Teaching & Learning in COVID-19 times: An art & science collaboration

Louise Phillips (JCU Singapore), Kate Coleman (University of Melbourne), Geraldine Burke (Monash University)

Abstract

Teachers are at the frontline in ensuring learning continues during COVID-19 pandemic restrictions, though there has been minimal consultation with teachers. At very short notice, teachers across all sectors have needed to significantly reconfigure their teaching and practices. The changes in education are global, urgent and look to alter education practices from this point onwards. It is a time of rapid innovation, novel partnerships, and enhanced questions of access.  As a group of educational and arts-based researchers (networked via online platforms) we recognised that these changing practices needed to be documented and analysed urgently to support teaching and learning within these less familiar social configurations remotely and locally. Through an online qualitative survey we have gathered hundreds of teacher’s experiences of the effect and affect of COVID-19 on teaching and learning located in Australia, New Zealand, Pacific Islands, Singapore, and the USA.  In this presentation, we share how we are beginning to interpret the survey data by playing and curating with digital humanities/ data science tools voyant and omeka. We talk about what these science tools are enabling us to see and how we may begin to see opportunities to create/ make art with the data to draw attention to matters of concern in teaching and learning in COVID-19. This is emergent work in progress.

Presenter Biographies

Associate Professor Louise Gwenneth Phillips (JCU, Singapore) and Teaching & Learning in COVID-19 times project leadLouise has more than 30 years of experience working with children across various settings, as an early childhood educator, storyteller, consultant, researcher and tertiary educator. Her research interests include storytelling, children’s rights and citizenship, arts and rights based pedagogies and methodologies, decolonizing methodologies, sensation and place.

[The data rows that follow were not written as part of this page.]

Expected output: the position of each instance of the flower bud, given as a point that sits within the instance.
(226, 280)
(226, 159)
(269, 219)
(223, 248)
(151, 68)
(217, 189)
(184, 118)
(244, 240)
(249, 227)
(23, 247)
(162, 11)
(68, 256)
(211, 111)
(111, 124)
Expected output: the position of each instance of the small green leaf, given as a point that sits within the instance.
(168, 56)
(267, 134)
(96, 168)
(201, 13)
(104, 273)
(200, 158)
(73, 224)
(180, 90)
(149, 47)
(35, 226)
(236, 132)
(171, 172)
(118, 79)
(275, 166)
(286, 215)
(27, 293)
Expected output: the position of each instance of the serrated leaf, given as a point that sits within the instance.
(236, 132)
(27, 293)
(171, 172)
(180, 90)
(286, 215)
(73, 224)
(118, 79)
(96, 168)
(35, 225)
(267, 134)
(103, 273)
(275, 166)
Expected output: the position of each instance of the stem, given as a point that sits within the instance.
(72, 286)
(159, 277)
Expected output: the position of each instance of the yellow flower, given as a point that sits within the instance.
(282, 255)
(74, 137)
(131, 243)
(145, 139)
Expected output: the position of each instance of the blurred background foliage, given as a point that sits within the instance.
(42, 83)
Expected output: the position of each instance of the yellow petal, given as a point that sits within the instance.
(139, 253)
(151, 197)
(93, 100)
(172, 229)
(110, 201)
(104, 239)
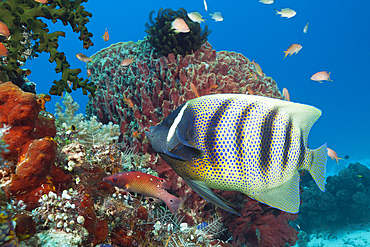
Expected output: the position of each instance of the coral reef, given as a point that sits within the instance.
(164, 40)
(145, 92)
(88, 132)
(23, 20)
(31, 150)
(155, 87)
(345, 201)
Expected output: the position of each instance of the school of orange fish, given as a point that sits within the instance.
(180, 26)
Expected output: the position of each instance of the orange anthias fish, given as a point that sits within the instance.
(194, 89)
(128, 101)
(145, 184)
(321, 76)
(333, 155)
(3, 50)
(180, 26)
(127, 61)
(258, 68)
(4, 31)
(83, 57)
(105, 35)
(293, 49)
(136, 134)
(286, 94)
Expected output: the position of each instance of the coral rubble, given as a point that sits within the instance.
(346, 200)
(22, 19)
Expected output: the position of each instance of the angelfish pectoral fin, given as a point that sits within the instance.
(188, 149)
(204, 191)
(284, 197)
(174, 156)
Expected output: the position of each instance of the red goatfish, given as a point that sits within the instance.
(105, 35)
(4, 31)
(321, 76)
(180, 26)
(3, 50)
(127, 61)
(293, 49)
(145, 184)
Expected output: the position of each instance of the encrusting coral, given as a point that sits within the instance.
(22, 16)
(143, 93)
(164, 40)
(88, 132)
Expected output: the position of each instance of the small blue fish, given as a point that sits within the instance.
(237, 142)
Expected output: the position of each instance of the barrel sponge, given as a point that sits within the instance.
(22, 16)
(164, 40)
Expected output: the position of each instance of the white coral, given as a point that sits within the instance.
(90, 133)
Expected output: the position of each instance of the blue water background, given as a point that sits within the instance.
(337, 40)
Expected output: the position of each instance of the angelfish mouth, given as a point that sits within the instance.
(150, 133)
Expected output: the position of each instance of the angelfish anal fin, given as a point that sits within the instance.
(204, 191)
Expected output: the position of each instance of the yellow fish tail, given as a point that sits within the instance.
(318, 167)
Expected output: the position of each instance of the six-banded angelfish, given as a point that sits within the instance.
(236, 142)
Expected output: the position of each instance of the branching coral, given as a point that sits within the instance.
(21, 17)
(88, 132)
(165, 40)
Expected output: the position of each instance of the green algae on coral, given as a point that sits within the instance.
(164, 40)
(20, 16)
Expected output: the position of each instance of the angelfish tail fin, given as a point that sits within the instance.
(318, 167)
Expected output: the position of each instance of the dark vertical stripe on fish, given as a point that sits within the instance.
(287, 142)
(241, 124)
(302, 151)
(266, 136)
(215, 121)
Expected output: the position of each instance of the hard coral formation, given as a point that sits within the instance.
(164, 40)
(145, 92)
(345, 201)
(90, 132)
(156, 86)
(20, 17)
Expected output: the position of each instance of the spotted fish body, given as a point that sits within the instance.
(246, 143)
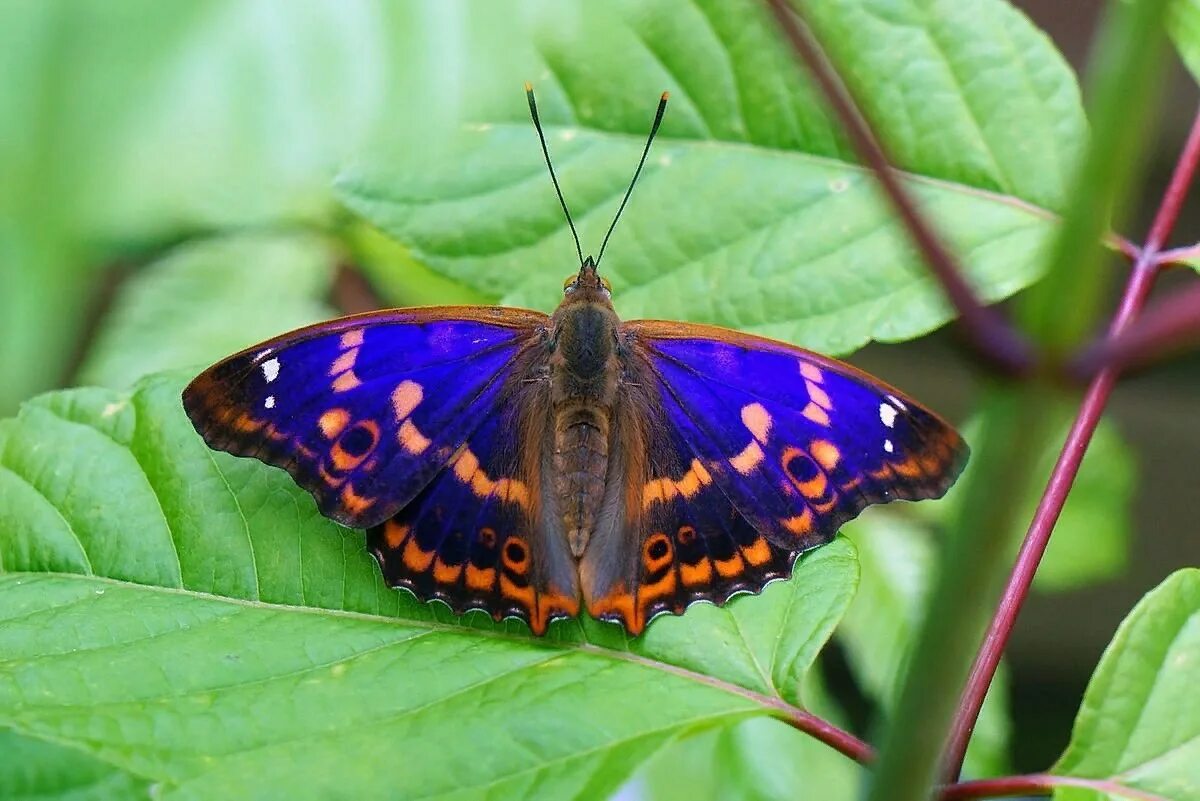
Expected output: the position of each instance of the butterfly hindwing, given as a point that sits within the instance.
(681, 538)
(755, 452)
(364, 411)
(475, 537)
(799, 444)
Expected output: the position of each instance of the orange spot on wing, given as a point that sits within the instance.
(354, 503)
(415, 559)
(748, 459)
(395, 534)
(700, 573)
(467, 470)
(816, 414)
(730, 567)
(801, 524)
(405, 398)
(346, 381)
(343, 362)
(412, 439)
(757, 553)
(756, 419)
(664, 489)
(618, 602)
(480, 578)
(333, 422)
(826, 453)
(445, 573)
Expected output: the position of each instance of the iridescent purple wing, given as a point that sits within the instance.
(756, 451)
(366, 410)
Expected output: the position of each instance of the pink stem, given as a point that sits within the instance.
(1067, 467)
(1167, 326)
(990, 333)
(1180, 256)
(1038, 784)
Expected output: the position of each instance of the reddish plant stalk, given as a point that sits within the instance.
(991, 335)
(1179, 256)
(1165, 326)
(1038, 784)
(1067, 467)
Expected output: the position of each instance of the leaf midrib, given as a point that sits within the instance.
(773, 703)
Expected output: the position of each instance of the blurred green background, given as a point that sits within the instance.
(132, 131)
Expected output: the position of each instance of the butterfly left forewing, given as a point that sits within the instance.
(678, 537)
(365, 410)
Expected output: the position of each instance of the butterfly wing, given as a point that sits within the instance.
(364, 411)
(479, 536)
(423, 426)
(757, 452)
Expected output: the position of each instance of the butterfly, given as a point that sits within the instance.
(539, 465)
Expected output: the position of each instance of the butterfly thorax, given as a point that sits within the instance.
(583, 373)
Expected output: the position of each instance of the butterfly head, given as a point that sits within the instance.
(587, 282)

Dr Kate Coleman‘s (MGSE, Melbourne University) work focuses on the integration of digital pedagogies and digital portfolios for sustained creative practice, assessment and warranting of evidence across education sectors. Kate’s praxis includes taking aspects of her theoretical and practical work as a/r/tographer to consider how artists, artist-teachers and artist-students use site to create place in digital and physical practice.

Dr Geraldine Burke (Monash University) is an artist, researcher, teacher-educator lecturing into visual and creative arts education at Monash University (Melbourne and Singapore). As an art-based educational researcher she engages with artistic practice, pedagogy and community projects. She has an enduring interest in how local knowledge, place and immersive a/r/t (art, research, and teaching) develop across kindergartens, schools, seniors and community groups.